Antibodies that specifically bind polyethylene glycol (PEG), i.e. anti-PEG antibodies (APA), are associated with reduced efficacy and increased risk of serious adverse events for several PEGylated therapeutics. Here, we explored the concept of using free PEG molecules to saturate circulating APA. Surprisingly, we found that 40 kDa free PEG effectively restored the prolonged circulation of PEGylated liposomes in the presence of high titers of pre-existing APA for at least 48 hours in mice. In contrast, lower molecular weight free PEG (≤10 kDa) failed to restore circulation beyond a few hours.
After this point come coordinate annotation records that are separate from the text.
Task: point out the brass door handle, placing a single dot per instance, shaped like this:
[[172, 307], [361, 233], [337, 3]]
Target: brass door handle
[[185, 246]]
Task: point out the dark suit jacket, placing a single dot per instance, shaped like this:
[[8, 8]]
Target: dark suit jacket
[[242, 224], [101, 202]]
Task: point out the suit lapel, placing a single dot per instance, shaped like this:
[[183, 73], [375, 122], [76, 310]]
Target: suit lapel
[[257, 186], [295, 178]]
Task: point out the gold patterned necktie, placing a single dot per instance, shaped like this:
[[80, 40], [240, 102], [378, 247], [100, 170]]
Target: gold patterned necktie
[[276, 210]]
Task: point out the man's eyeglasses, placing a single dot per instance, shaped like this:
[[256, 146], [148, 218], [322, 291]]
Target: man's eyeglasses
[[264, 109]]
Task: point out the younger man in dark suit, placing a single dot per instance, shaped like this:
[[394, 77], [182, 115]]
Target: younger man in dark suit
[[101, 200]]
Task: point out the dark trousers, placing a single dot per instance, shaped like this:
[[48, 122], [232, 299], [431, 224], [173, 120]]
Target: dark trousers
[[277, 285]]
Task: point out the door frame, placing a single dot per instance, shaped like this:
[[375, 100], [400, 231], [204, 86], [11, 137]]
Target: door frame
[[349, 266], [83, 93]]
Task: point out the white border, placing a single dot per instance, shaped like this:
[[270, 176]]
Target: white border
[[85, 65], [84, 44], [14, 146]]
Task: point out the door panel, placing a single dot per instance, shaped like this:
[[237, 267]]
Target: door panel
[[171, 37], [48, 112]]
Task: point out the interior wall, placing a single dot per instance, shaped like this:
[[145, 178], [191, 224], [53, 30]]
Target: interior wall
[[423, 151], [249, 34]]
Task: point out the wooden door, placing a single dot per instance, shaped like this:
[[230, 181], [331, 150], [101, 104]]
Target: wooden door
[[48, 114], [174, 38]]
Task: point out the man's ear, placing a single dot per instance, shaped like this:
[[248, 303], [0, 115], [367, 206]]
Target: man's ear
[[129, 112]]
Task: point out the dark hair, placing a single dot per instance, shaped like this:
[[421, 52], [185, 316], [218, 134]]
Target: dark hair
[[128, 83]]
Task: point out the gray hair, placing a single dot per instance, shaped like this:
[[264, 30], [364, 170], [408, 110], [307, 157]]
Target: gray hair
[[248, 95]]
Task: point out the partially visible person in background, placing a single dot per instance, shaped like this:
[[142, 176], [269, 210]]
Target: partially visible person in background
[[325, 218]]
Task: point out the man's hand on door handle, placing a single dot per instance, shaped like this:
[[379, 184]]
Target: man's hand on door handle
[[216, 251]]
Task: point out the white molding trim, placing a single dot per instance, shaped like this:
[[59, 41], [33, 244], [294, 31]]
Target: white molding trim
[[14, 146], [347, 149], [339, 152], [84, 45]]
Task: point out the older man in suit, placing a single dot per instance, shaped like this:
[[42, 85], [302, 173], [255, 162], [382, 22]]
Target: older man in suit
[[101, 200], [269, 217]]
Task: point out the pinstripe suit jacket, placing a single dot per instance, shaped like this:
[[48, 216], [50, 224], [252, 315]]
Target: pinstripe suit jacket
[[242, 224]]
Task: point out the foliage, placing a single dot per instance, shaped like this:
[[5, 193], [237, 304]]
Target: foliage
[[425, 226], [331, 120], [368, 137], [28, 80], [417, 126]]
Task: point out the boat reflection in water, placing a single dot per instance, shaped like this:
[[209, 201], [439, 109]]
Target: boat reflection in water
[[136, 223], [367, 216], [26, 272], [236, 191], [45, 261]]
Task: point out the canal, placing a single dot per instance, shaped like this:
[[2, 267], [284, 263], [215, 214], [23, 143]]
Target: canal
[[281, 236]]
These in vivo results were consistent with estimates from a minimal physiologically based pharmacokinetic model. Our results support further investigation of high molecular weight free PEG as a potential method to control and overcome high titers of APA, restoring the prolonged circulation of PEGylated liposomes and possibly other PEGylated therapeutics. The dataset uploaded here gives individual mouse-level concentrations of PEGylated liposome doxorubicin (PLD) in blood and organs of elimination. We tested the PK of PLD in naive mice and mice with low (3 ug dose) or high (30 ug dose) APA. We also tested whether administering various sizes of free PEG (10/20/40 kDa) could restore the long-lasting PK of PLD even in mice that received a high dose of APA. The first tab has descriptions of the study conditions tested in each phase (e.g. what size/dose of free PEG was administered to animals in that experiment)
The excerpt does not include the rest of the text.